We include in our evaluation a number of commonly used full-reference image quality metrics, including the mean square error (MSE), peak signal to noise ratio (PSNR), structural similarity index (SSIM) (Wang et al. 2004), multi-scale SSIM (MSSIM) (Wang et al. 2003), information fidelity criterion (IFC) (Sheikh et al. 2005), universal quality index (UQI) (Wang and Bovik 2002), VIF (Sheikh and Bovik 2006), and pixel based VIF. In addition to those metrics, we consider HDR-VDP-2.2 (Narwaria et al. 2015b), HDR-VQM (Narwaria et al. 2015a), additional full-reference metrics recently proposed for HDR video such as mPSNR, tPSNR, CIE \(\Delta {}E\) 2000 (Tourapis and Singer 2015), and spatial extension of CIE \(\Delta {}E\) 2000 (Zhang and Wandell 1997) which is computed with S-CIELAB model.

In order to calculate quality metrics, we first scale pixel values to the range of luminance emitted by the HDR displays used in each subjective experiments. This is especially important for those metrics such as HDR-VDP 2.2 which rely on physical luminance. In order to compute these values, we convert HDR pixels into luminance emitted by a hypothetical HDR display, assuming it has a linear response between the minimum and maximum luminance of the display. As the same display (i.e. SIM2 HDR47E S 4K) has been used in all the experiments, we have selected the same parameters for all experiments, i.e., \(0.03\,cd/m^2\) and \(4250\,cd/m^2\) for minimum an maximum luminance, respectively. Although the emitted luminance on HDR displays depends on many factors and is not exactly a linear function of input pixel values, we found in our previous work that, it is adequately close to linear (Zerman et al. 2016) and from a practical point of view, this simple linear assumption is equivalent to more sophisticated luminance estimation techniques which require a detailed knowledge of the reproduction device (Valenzise et al. 2014).

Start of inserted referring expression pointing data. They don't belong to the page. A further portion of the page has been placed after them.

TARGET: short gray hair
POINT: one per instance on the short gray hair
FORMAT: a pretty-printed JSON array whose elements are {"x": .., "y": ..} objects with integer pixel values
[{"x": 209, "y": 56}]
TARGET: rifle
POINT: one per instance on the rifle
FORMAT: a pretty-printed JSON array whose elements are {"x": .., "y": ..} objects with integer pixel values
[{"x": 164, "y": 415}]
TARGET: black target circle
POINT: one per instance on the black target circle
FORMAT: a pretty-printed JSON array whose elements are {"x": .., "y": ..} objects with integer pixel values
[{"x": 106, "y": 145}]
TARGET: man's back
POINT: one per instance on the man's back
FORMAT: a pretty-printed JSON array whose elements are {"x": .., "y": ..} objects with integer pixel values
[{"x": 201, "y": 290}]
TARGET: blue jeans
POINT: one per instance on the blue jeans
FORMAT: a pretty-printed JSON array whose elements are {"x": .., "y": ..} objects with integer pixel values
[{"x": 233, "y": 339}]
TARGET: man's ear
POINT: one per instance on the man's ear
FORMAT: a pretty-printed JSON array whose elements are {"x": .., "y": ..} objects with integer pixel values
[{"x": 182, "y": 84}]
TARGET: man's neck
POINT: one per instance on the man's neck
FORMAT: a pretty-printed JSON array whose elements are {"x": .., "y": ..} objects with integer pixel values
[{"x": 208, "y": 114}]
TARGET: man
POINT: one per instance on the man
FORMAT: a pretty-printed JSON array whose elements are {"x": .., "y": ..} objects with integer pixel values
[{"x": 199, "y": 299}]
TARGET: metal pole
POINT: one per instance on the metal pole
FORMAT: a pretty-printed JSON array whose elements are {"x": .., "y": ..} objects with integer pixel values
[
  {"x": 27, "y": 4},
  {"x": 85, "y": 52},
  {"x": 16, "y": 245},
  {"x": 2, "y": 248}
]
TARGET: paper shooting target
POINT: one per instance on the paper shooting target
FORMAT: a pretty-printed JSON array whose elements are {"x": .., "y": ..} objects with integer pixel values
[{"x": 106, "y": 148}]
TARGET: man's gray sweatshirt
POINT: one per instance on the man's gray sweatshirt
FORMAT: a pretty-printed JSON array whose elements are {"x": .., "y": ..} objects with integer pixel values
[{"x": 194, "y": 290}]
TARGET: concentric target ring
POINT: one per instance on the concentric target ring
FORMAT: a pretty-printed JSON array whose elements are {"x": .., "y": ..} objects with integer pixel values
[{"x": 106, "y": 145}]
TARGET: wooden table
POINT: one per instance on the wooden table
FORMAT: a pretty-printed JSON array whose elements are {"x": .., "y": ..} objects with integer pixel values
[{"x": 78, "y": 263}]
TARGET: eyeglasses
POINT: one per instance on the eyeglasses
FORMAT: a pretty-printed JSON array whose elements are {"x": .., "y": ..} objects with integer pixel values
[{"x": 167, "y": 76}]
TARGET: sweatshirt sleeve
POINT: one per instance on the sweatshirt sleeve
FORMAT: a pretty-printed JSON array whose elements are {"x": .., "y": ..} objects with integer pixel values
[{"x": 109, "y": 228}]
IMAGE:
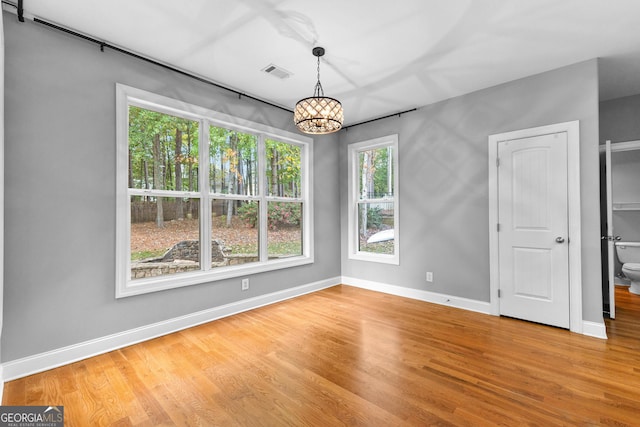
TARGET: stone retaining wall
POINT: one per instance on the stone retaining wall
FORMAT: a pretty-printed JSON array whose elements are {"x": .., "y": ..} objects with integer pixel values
[{"x": 143, "y": 270}]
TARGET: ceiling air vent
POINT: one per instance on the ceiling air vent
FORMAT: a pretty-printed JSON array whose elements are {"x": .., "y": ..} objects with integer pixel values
[{"x": 276, "y": 71}]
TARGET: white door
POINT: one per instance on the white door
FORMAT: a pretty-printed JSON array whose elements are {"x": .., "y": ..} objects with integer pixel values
[{"x": 533, "y": 229}]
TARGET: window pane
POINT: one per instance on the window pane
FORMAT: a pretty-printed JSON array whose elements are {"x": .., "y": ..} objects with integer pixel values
[
  {"x": 375, "y": 175},
  {"x": 283, "y": 169},
  {"x": 163, "y": 151},
  {"x": 233, "y": 162},
  {"x": 375, "y": 228},
  {"x": 284, "y": 234},
  {"x": 234, "y": 232},
  {"x": 165, "y": 236}
]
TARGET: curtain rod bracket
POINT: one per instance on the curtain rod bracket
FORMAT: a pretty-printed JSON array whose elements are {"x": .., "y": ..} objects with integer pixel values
[{"x": 20, "y": 11}]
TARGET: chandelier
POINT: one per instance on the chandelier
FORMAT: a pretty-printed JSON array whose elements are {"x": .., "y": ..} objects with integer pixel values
[{"x": 318, "y": 114}]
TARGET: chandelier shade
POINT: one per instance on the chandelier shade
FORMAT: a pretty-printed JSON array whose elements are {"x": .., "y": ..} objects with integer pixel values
[{"x": 318, "y": 114}]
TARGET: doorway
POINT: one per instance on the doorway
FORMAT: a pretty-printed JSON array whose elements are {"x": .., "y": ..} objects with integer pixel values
[
  {"x": 620, "y": 199},
  {"x": 535, "y": 252}
]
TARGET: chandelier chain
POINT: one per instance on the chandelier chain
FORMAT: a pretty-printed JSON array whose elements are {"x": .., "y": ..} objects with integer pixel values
[{"x": 318, "y": 91}]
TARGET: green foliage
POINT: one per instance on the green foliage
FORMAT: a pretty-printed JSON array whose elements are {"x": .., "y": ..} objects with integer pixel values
[
  {"x": 283, "y": 168},
  {"x": 233, "y": 161},
  {"x": 375, "y": 167},
  {"x": 374, "y": 217},
  {"x": 147, "y": 126},
  {"x": 280, "y": 214}
]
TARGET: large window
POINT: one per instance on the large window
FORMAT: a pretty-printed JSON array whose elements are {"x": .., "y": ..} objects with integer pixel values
[
  {"x": 373, "y": 200},
  {"x": 203, "y": 196}
]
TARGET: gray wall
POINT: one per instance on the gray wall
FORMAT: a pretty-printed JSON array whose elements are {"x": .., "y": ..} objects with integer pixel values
[
  {"x": 60, "y": 194},
  {"x": 443, "y": 153}
]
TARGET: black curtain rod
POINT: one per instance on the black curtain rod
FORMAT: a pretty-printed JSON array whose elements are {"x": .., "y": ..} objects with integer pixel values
[
  {"x": 104, "y": 44},
  {"x": 379, "y": 118}
]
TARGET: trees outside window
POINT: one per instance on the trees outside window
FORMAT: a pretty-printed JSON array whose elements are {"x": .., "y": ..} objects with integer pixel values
[
  {"x": 204, "y": 196},
  {"x": 373, "y": 200}
]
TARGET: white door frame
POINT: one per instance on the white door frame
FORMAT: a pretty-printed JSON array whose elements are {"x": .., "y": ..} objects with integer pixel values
[
  {"x": 608, "y": 148},
  {"x": 575, "y": 242}
]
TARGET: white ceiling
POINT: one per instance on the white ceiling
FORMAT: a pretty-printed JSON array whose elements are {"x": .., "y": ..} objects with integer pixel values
[{"x": 382, "y": 57}]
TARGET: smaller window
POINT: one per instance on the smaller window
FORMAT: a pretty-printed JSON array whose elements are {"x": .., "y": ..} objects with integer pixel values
[{"x": 373, "y": 200}]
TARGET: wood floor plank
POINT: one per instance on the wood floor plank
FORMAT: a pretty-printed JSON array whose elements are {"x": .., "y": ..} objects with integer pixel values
[{"x": 347, "y": 356}]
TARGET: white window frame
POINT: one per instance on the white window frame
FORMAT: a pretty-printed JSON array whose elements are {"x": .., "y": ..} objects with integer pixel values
[
  {"x": 126, "y": 96},
  {"x": 354, "y": 199}
]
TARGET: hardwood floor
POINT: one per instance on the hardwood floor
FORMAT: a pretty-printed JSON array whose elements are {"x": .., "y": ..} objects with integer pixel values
[{"x": 347, "y": 356}]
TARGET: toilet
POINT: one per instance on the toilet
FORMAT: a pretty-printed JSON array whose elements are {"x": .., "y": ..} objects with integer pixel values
[{"x": 629, "y": 255}]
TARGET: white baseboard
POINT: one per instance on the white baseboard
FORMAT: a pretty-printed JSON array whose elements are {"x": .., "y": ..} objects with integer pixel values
[
  {"x": 594, "y": 329},
  {"x": 418, "y": 294},
  {"x": 51, "y": 359}
]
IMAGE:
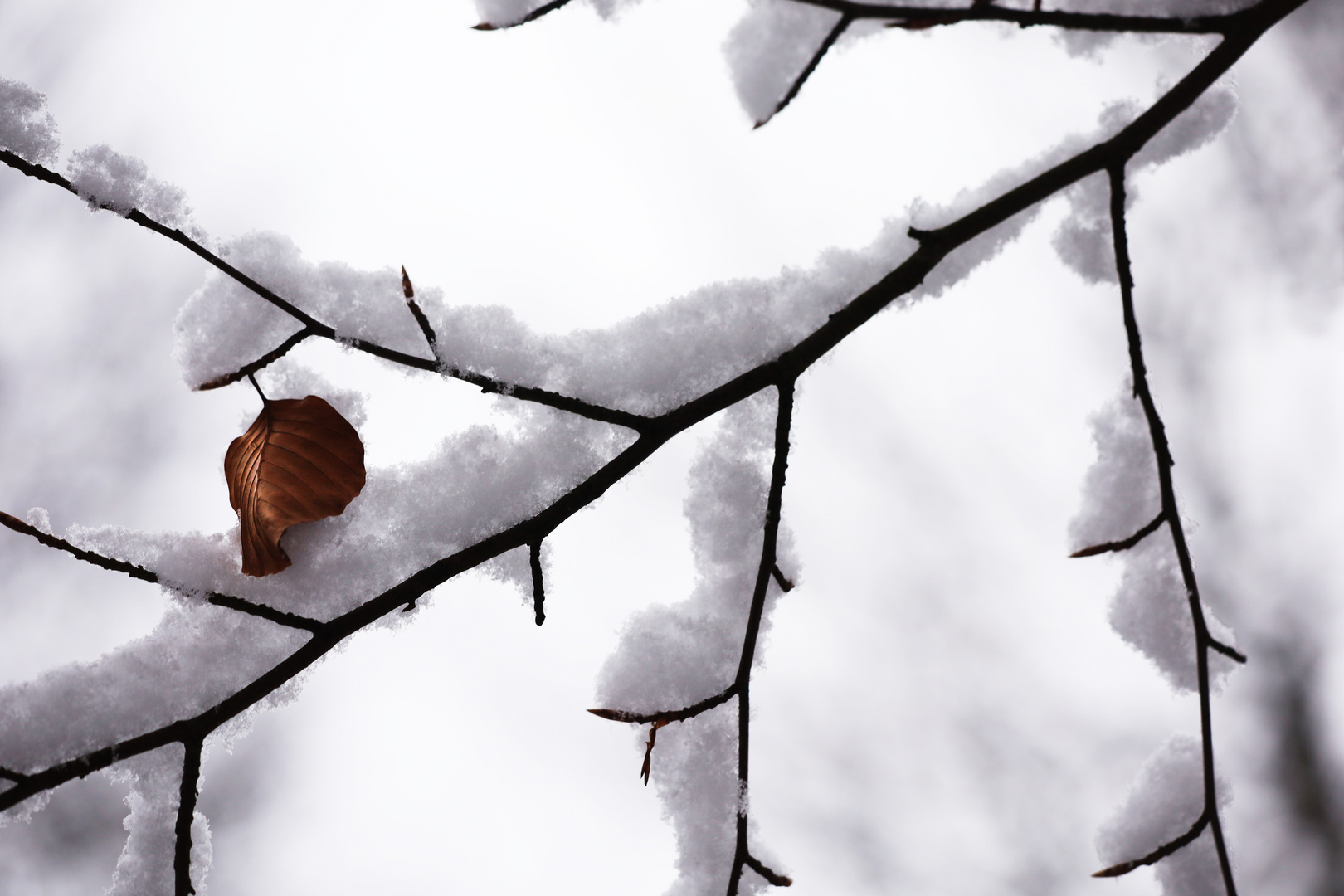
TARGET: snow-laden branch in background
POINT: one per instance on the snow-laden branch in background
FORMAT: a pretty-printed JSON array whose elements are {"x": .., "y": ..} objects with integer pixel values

The objective quality metrics under consideration can be grouped as following:

  • HDR-specific metrics HDR-VDP-2.2 and HDR-VQM are recent fidelity metrics developed for HDR image and video, respectively. They model several phenomena that characterize the perception of HDR content, and thus requires some knowledge of viewing conditions (such as distance from the display, ambient luminance, etc.). The mPSNR is PSNR applied on an exposure bracket extracted from the HDR image, and then averaged across exposures.

  • Color difference metrics we use CIE \(\Delta {}E\) 2000 (denoted as CIE \(\Delta {}E_{00}\)), which entails a color space conversion in order to get perceptually uniform color differences (Luo et al. 2001), and its spatial extension (Zhang and Wandell 1997) (denoted as CIE \(\Delta {}E_{00}^S\)). More sophisticated color appearance models have not been considered in this study, as their use in quality assessment has been marginal so far. However they are an interesting aspect to investigate in future work.

  • LDR metrics applied after a transfer function LDR metrics such as MSE, PSNR, VIF, SSIM, MSSIM, IFC, and UQI. To compute these LDR metrics we use:

    • Physical luminance of the scene directly, denoted as Photometric-,

    • Perceptually uniform (Aydın et al. 2008) encoded pixel values, denoted as PU-,

    • Logarithmic coded pixel values, denoted as Log-, or

    • Perceptually quantized (Miller et al. 2012; SMPTE 2014) pixel values. For this case, only tPSNR-YUV has been considered as in Tourapis and Singer (2015).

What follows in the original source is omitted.